O controle das contas públicas depende não apenas da sociedade. Ele passa por outras instâncias, entre as quais o Tribunal de Contas, o Ministério Público, o poder legislativo e o próprio controle interno. A legislação estabelece que os gastos da gestão fiscal sejam colocados em audiência pública no poder legislativo em períodos de quatro em quatro meses.
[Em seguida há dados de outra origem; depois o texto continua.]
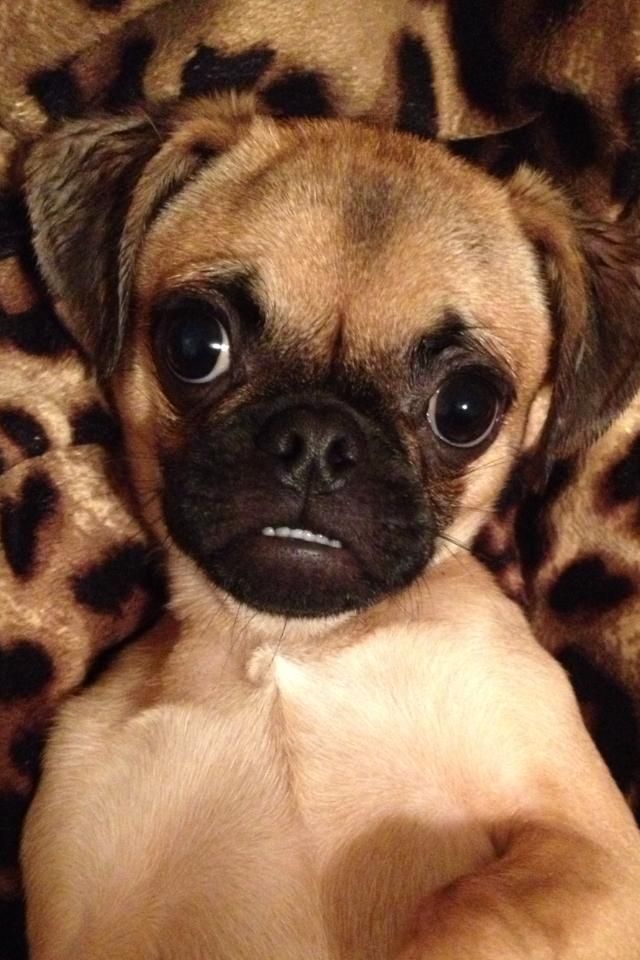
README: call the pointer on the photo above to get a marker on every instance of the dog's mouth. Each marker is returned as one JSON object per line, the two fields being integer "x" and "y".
{"x": 304, "y": 536}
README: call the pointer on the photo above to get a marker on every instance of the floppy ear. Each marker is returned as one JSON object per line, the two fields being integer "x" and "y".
{"x": 592, "y": 273}
{"x": 93, "y": 188}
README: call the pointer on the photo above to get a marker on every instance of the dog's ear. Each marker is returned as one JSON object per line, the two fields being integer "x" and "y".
{"x": 93, "y": 188}
{"x": 592, "y": 274}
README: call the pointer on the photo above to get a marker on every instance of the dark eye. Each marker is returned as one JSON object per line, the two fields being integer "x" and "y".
{"x": 464, "y": 409}
{"x": 196, "y": 343}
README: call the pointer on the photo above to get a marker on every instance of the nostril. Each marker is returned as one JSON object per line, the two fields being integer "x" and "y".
{"x": 341, "y": 454}
{"x": 290, "y": 447}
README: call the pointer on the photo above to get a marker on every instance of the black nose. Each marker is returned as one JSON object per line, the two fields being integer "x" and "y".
{"x": 315, "y": 448}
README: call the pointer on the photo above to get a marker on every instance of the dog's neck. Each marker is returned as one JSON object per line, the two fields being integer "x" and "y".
{"x": 217, "y": 640}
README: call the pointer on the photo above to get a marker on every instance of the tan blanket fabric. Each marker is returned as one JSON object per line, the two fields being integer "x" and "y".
{"x": 555, "y": 83}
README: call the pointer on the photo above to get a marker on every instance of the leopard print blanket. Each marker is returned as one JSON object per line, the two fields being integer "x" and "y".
{"x": 555, "y": 83}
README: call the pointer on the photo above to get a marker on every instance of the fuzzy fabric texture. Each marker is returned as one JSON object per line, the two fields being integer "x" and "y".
{"x": 554, "y": 83}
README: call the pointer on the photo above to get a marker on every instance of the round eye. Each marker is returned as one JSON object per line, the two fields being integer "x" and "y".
{"x": 464, "y": 409}
{"x": 197, "y": 346}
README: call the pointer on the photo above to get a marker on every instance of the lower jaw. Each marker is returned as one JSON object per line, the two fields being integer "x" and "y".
{"x": 291, "y": 578}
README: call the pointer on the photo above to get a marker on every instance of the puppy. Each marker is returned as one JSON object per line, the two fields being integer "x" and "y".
{"x": 327, "y": 344}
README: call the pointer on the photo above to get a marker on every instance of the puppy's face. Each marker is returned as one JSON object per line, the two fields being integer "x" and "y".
{"x": 335, "y": 340}
{"x": 338, "y": 335}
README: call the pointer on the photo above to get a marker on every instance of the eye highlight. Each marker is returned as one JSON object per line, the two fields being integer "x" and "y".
{"x": 465, "y": 409}
{"x": 195, "y": 341}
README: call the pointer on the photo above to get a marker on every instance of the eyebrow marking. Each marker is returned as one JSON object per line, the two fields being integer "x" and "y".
{"x": 451, "y": 332}
{"x": 240, "y": 291}
{"x": 370, "y": 210}
{"x": 203, "y": 155}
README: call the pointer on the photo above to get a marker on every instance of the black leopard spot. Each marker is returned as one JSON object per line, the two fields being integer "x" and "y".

Em Porto Alegre, a prática mostra que o acompanhamento dessas audiências recebe pouquíssima participação do público em geral.

Para o secretário-adjunto da Fazenda da Capital Zulmir Breda, essas audiências constituem o momento oportuno para a participação dos moradores da cidade. “Nelas o cidadão tem todas as possibilidades e condições legais de fazer seus questionamentos, de criticar, de entender melhor o que está sendo feito com o dinheiro público pago através dos impostos”, diz.

Conforme Breda, os encontros realizados contam com a presença de vereadores integrantes da comissão responsável pela análise da gestão fiscal e eventualmente de grupos de estudantes ou alguma entidade. É um público tímido em relação ao que os governos desejam atrair e ao que poderia ser. “Nesse ponto estamos distantes de alcançar a transparência da gestão fiscal pelo simples fato de que ainda não conseguimos encontrar maneiras de motivar o cidadão a se interessar por esse assunto”, considera.

No município de Estrela, a dificuldade em atrair a atenção dos moradores às audiências de prestação de contas é a mesma. Segundo a secretária da Fazenda local, Elaine Görgen Strehl, o governo municipal busca meios de atrair o interesse dos cidadãos para o assunto. Através do Executivo, é feita uma ampla divulgação, colocando os dados à disposição na internet de forma mais clara. Mesmo assim, a administração verifica que os questionamentos chegam ainda de forma tímida, principalmente em relação aos recursos de educação, saúde, agricultura e obras. “É preciso que o cidadão tenha a preocupação de que o gestor está aplicando os valores arrecadados corretamente”, destaca.

Mais do que falta de transparência dos detentores de cargos públicos, o que ocorre em muitos lugares é o desinteresse em saber, por exemplo, se os recursos arrecadados por meio do IPTU são aplicados de maneira correta, em benefício da população.